Zhongyuan Concord terminates the acquisition of Clayson

On the evening of June 2, 2016, Zhongyuan Xiehe announced that after the “Weize Zexi” incident, affected by the immune cell industry policy, after careful study, the company decided to terminate this non-public offering and stop the acquisition of Shanghai Kelai. Johnson Biotechnology Co., Ltd. At the same time, Zhongyuan Concord said that in the short term, affected by the immune cell industry policy, the speed of the company's immune cell business will be affected to some extent. However, this business accounts for a relatively small part of the company's overall business and will not operate the company as a whole. The performance has a significant impact.

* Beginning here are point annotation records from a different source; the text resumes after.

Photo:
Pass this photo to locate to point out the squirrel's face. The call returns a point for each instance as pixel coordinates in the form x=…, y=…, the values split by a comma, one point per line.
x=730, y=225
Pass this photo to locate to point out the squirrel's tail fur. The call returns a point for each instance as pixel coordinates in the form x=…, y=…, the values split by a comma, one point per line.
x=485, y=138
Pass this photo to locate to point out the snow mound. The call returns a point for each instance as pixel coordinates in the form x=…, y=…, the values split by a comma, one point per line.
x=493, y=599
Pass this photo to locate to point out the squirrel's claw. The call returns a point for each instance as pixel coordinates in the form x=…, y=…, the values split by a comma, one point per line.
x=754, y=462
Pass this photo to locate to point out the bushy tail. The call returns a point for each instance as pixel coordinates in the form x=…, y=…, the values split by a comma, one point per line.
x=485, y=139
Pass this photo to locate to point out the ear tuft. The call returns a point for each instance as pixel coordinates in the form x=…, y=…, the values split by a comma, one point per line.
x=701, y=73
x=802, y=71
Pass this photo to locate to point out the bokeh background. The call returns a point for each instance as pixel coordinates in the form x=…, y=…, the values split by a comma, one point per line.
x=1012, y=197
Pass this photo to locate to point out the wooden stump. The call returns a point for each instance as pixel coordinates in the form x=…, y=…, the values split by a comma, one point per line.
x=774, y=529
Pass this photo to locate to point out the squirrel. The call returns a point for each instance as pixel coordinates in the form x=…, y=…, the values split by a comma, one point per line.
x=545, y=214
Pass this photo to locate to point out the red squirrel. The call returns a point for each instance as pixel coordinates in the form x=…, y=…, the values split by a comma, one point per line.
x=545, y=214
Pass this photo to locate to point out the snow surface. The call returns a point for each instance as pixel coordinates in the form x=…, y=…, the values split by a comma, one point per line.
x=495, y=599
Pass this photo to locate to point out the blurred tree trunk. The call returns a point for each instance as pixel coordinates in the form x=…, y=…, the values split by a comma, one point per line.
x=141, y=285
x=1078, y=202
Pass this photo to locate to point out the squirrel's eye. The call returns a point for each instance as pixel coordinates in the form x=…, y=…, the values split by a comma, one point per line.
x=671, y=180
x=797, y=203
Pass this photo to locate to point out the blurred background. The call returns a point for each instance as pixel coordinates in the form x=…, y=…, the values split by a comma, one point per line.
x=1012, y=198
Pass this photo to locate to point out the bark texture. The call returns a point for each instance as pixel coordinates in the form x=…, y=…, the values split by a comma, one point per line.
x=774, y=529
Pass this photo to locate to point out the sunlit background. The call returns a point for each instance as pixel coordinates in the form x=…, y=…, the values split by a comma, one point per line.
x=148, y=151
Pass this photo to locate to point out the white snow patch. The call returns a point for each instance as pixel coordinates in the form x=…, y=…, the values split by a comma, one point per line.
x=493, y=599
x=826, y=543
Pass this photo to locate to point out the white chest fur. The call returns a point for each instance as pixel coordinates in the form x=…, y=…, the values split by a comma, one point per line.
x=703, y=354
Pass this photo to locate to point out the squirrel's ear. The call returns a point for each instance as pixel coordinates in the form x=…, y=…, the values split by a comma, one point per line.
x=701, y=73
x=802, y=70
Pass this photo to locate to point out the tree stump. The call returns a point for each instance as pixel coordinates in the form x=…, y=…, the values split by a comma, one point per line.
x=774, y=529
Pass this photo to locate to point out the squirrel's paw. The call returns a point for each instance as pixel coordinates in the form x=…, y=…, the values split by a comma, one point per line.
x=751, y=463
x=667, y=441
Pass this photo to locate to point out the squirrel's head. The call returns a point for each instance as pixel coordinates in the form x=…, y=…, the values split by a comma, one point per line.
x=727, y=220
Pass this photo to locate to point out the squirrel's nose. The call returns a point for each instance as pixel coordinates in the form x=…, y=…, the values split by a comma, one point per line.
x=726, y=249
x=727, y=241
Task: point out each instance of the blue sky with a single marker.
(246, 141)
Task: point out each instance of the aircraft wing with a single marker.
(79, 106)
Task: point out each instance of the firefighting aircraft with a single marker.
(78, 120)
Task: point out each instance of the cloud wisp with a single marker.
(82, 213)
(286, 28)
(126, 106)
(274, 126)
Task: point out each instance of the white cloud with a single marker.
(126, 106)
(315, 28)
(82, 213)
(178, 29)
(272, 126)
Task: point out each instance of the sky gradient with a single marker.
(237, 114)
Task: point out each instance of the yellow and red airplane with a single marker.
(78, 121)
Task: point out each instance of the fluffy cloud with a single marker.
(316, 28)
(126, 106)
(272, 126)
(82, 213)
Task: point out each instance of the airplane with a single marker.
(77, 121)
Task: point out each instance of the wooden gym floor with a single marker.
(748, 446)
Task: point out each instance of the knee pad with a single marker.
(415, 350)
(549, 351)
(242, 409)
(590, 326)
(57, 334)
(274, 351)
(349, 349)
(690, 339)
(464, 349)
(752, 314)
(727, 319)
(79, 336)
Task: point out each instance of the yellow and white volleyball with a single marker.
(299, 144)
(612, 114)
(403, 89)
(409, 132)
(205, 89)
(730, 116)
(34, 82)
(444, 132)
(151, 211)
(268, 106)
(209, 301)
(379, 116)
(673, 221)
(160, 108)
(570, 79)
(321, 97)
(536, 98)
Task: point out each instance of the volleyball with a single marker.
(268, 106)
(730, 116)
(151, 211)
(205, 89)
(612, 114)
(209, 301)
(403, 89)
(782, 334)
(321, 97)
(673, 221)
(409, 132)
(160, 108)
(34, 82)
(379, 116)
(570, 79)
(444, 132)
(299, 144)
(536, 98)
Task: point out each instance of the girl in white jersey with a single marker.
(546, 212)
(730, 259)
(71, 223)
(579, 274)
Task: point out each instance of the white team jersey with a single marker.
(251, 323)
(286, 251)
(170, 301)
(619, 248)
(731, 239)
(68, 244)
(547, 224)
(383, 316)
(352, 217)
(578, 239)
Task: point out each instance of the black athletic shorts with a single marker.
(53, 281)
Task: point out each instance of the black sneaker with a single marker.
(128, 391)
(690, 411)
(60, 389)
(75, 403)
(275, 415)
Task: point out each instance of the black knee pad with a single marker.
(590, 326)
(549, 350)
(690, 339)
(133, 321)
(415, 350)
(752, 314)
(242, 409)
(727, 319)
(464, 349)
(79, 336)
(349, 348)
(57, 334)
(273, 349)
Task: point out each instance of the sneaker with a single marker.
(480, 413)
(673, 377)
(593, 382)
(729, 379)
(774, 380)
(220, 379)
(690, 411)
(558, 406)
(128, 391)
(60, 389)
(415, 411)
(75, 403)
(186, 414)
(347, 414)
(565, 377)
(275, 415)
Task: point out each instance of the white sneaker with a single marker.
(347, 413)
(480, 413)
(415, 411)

Zhongyuan Concord terminates the acquisition of Clayson

In addition, Zhongyuan Xiehe announced that due to the adjustment of national policies, the current environment of the immune cell therapy industry has undergone major changes, which has directly impacted the domestic immune cell industry in the short term, but in the long run, it has standardized the immune cell therapy industry. The entry barrier will help the overall regulation and healthy development of the immune cell industry. The company will also reasonably control the rhythm of the layout of the immune cell therapy and the speed of investment. The "Weize Xixi" incident will not affect the company's development strategy in the immunotherapy industry, and remains firmly optimistic about the development prospects of the immunotherapy industry.

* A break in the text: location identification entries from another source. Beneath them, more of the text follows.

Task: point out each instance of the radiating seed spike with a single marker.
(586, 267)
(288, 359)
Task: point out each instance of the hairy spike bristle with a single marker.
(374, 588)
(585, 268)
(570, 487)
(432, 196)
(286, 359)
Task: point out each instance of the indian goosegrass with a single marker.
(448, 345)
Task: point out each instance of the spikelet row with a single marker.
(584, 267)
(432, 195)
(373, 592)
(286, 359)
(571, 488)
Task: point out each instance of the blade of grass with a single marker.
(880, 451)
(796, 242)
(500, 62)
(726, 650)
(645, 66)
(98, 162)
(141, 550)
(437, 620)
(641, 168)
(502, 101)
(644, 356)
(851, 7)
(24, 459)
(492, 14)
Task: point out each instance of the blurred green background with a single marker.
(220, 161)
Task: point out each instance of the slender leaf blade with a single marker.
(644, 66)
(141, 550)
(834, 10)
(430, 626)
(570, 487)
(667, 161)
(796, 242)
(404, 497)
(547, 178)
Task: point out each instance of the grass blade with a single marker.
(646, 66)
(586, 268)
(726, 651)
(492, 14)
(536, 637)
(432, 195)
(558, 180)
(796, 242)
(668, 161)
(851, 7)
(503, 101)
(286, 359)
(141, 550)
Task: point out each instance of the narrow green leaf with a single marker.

At the same time, in the announcement, Zhongyuan Concord responded to the inquiry of the Shanghai Stock Exchange.

Previously, the Shanghai Customs Office stated in the inquiry letter that Zhongyuan Xiehe will provide 100% equity of its subsidiary Shanghai Zhicheng Biotechnology Co., Ltd. (hereinafter referred to as “Chengcheng Biological”) as pledge guarantee for Rongyuan Ruikang. The guarantee amount is 10.8. 100 million yuan. In this regard, the SSE requires additional disclosure of the specific agreement on the guarantee responsibility, combined with the operating performance and financial indicators of the company, indicating the specific impact that may be caused to the company's production and operation, performance commitments, etc. if the above-mentioned guarantee responsibility is fulfilled.

For the above questions, Zhongyuan Concord said that the M&A fund was established on December 2, 2015, with a duration of 1.5 years and expired on June 1, 2017. The total amount of the Zhicheng Biological Equity Guarantee is 1.08 billion yuan. As of May 30, 2016, the M&A fund has paid a total of RMB 978 million including equity transfer, capital increase, interest tax and management fees, and the book balance of the M&A fund was RMB 0.93 billion. As of now, the relevant guarantee responsibility has not been triggered. If the guarantee obligation is triggered after the M&A fund expires on June 1, 2017, the 100% equity of the company's holding of Chengcheng Bio may be used to pay the principal and intermediate income of the priority partner and the expected income according to the guarantee contract. . In 2015, Zhicheng Biotech's operating income was approximately RMB 249 million, accounting for 35% of the company's total operating income of RMB 709 million. The loss of the equity of Zhicheng Bio is expected to have a significant impact on the company's 2016 operating results.